Sir Louis Henry Davies  (May 4, 1845May 1, 1924) was a Canadian lawyer, businessman and politician, and judge from the province of Prince Edward Island.  In a public career spanning six decades, he served as the third premier of Prince Edward Island, a federal Member of Parliament and Cabinet minister, and as both a Puisne Justice and the sixth Chief Justice of Canada.

Early life and family
Davies was born in Charlottetown, the son of Benjamin Davies and Kezia Attwood Watts.  He attended Prince of Wales College in Charlottetown.

In July, 1872, he married Susan Wiggins, a daughter of Dr. A. V. G. Wiggins. She was a member of the Humane Society, the Women's Canadian Historical Society, and similar organizations. The couple had two sons and three daughters.

Legal career
Davies read law at the Inner Temple in London. He was called to bar in England in 1866, and to the bar of Prince Edward Island a year later.  He served as lead counsel for the Prince Edward Island Land Commission, which was established in 1875 to settle the problem of absentee land ownership and to provide tenants of the Island with clear title to their lands.

In 1877, Davies was one of the Canadian counsel who appeared on behalf of the British Government before the Halifax Fisheries Commission, appointed under the Treaty of Washington (1871) to resolve outstanding issues, including fishing rights.  The Commission gave an award directing the United States to pay $5,500,000 to the British Government.
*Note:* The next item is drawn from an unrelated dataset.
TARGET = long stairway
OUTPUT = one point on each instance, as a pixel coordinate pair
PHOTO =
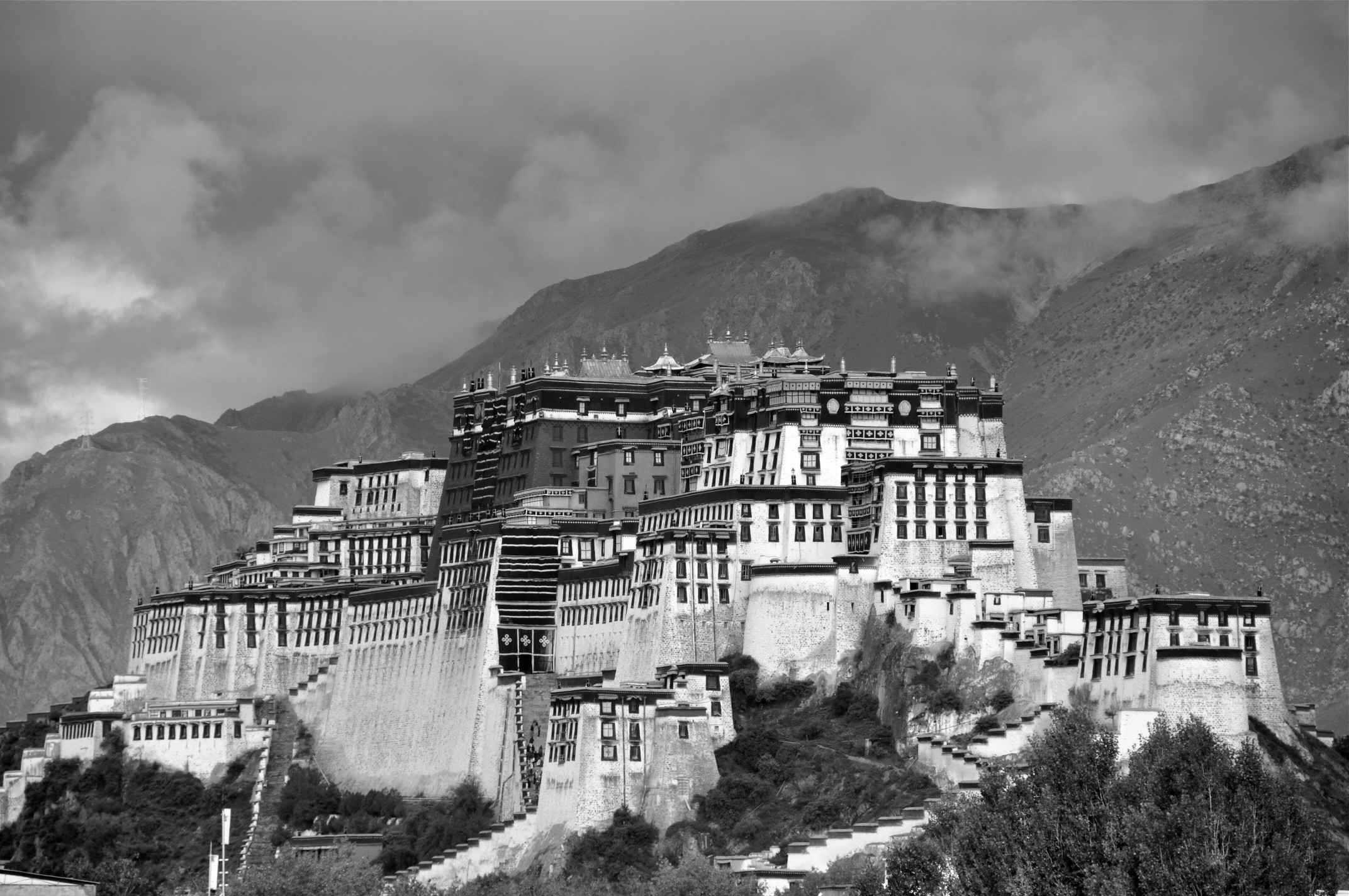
(260, 851)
Davies was appointed Queen's Counsel in 1880, and knighted by Queen Victoria in 1897.

Political career
Davies was first elected to the House of Assembly as a Liberal in 1872 just prior to Prince Edward Island entering Canadian confederation. With the issue of Confederation resolved and the land question settled as a result of Canada's promise to fund land reform and the passage of the Land Purchase Act, the major issue remaining on the island was that of school funding and whether the school system should be entirely secular and public or whether separate schools for Catholics should be permitted. The issue divided both parties, and had led to the collapse of one government.

Following the defeat of the Conservative government of Lemuel Cambridge Owen in 1876, Davies established a coalition government of Protestant Liberals and Conservatives with himself as Premier and Attorney-General. The Davies government was formed to enact a Public Schools Act which made school attendance compulsory, and created a non-sectarian public school system. The act was passed in 1877 and, with the issue around which the coalition had been formed having been resolved, the coalition itself began to unravel. Davies' government reformed the civil service and brought in financial reforms before being defeated by the Conservatives in a Motion of No Confidence in 1879.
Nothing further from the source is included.